The methodology comprises 3 complementary pillars: 1) Benchmark review of relevant registries and Clinical Practice Guidelines 2) Applying machine learning to screen (using frequent words in abstracts) the studies that have been extracted from a systematic search using only the disease as search term; and 3) Extracting the candidate outcome measures from batches of retrieved studies from another systematic search iteratively until saturation is reached (Figure 1). To show the feasibility of our approach, we illustrate this methodology in the ICHOM standard dataset for heart valve disease (HVD).

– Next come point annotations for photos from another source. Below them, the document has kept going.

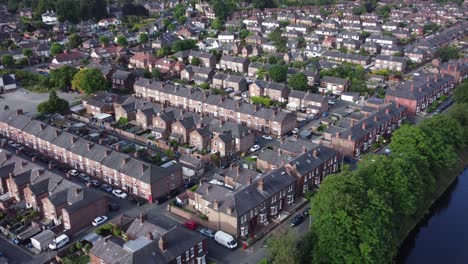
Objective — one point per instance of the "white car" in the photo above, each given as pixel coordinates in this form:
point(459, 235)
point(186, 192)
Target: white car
point(119, 193)
point(254, 148)
point(73, 173)
point(99, 220)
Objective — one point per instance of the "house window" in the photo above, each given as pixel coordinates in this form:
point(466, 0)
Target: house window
point(243, 218)
point(244, 231)
point(200, 247)
point(273, 210)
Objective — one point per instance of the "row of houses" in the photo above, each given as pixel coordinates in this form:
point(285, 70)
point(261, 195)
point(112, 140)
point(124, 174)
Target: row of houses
point(134, 176)
point(266, 120)
point(58, 200)
point(248, 203)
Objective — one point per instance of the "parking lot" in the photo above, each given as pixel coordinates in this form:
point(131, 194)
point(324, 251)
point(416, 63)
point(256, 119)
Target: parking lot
point(28, 101)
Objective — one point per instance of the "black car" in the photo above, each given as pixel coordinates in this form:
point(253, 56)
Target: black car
point(113, 207)
point(297, 220)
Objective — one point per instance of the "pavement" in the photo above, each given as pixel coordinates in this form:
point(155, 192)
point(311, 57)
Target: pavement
point(28, 101)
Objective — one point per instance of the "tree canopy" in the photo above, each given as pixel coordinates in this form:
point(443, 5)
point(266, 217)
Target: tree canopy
point(298, 81)
point(89, 81)
point(62, 77)
point(55, 104)
point(278, 73)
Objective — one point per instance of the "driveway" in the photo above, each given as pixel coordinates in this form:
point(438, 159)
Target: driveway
point(28, 101)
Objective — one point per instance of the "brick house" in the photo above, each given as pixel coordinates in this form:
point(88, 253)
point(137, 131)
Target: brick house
point(275, 91)
point(362, 133)
point(390, 63)
point(149, 243)
point(333, 85)
point(122, 80)
point(134, 176)
point(235, 64)
point(416, 96)
point(248, 208)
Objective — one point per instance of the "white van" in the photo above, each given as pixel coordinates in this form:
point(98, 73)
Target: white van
point(225, 239)
point(59, 242)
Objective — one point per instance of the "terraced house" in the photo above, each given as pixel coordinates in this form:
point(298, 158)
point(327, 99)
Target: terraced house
point(134, 176)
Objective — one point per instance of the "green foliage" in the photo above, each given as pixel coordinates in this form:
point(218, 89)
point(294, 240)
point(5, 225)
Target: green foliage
point(56, 48)
point(183, 45)
point(143, 38)
point(449, 52)
point(7, 60)
point(217, 24)
point(55, 104)
point(89, 81)
point(282, 247)
point(104, 40)
point(278, 73)
point(223, 8)
point(265, 101)
point(74, 40)
point(62, 77)
point(298, 81)
point(195, 61)
point(122, 41)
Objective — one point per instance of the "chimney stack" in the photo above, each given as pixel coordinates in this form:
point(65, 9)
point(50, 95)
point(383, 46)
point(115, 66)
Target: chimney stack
point(260, 185)
point(143, 217)
point(162, 243)
point(150, 236)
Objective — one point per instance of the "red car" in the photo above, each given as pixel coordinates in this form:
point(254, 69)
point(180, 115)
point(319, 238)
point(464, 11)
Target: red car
point(191, 225)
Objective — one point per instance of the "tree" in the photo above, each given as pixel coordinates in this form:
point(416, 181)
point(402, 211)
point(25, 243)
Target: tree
point(55, 104)
point(89, 81)
point(298, 81)
point(28, 53)
point(217, 24)
point(461, 93)
point(143, 38)
point(156, 74)
point(56, 48)
point(104, 40)
point(282, 247)
point(122, 41)
point(279, 73)
point(74, 40)
point(62, 77)
point(7, 60)
point(195, 61)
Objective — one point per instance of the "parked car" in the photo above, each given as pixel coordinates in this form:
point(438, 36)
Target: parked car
point(106, 188)
point(119, 193)
point(95, 183)
point(59, 242)
point(73, 173)
point(84, 177)
point(99, 220)
point(225, 239)
point(254, 148)
point(191, 225)
point(207, 233)
point(113, 207)
point(297, 220)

Pillars of standardized outcome measure development
Pillar one: Benchmark review
In most domains of disease, a wealth of registries and guidelines exist for the capture of clinical outcome measures. These resources provide excellent starting points for the identification of candidate outcome measures for a standardized dataset. In the case of the HVD dataset these resources included existing well-known valve registries, as well as international Clinical Practice Guidelines for the management of patients with HVD. Even in clinical areas where there is a lack of guidelines or registries (e.g. in rare diseases), efforts should focused on performing a literature search to identify consensus documents or relevant literature for this specific disease. In the HVD case, national and international registries and guidelines were reviewed to extract the clinical outcome measures including patient reported outcomes measures (PROMs). No systematic search was performed, as the guidelines an registries are well-known. Notwithstanding, a benchmark review may not capture all relevant candidate outcome measures, as emerging outcomes may not have yet been adopted in the literature, it provides an overview of the widely used outcome measures for the targeted clinical domain. In addition, in registries that only focus on short term clinical outcomes, relevant long term clinical outcomes may be missed. As such, incorporating this pillar with other steps complement the development process.
Pillar two: Text mining
In order to obtain a quick overview of the outcome measures that should be included, text mining using machine learning can be utilized. That is, the use of a traditional scooping search (using only the disease as search term) at an initial stage and then apply machine learning to combine and analyze retrieved data. For instance, in the HVD dataset, the search term “Heart Valve Disease” was used in Embase yielding 142,279 articles (Table 1), with all the abstracts of the identified articles being separated in different text files. Using machine learning, there is an opportunity to create a Wordcloud from these text files (9), and visually present the frequency of the words that are used in the abstracts (the larger the word in the Wordcloud, the more frequently it appears in the abstracts). The Wordcloud of the HVD search is presented in Figure 2 as an illustration. A quick scan of this Wordcloud suggests that outcomes such as mortality, valve regurgitation and stenosis are commonly discussed in literature. Note that the machine learning algorithm abbreviates words so that identical words with different suffixes (e.g. valve and valves) are counted as one word. An example of R code to develop a Wordcloud is provided in Supplementary Text 3.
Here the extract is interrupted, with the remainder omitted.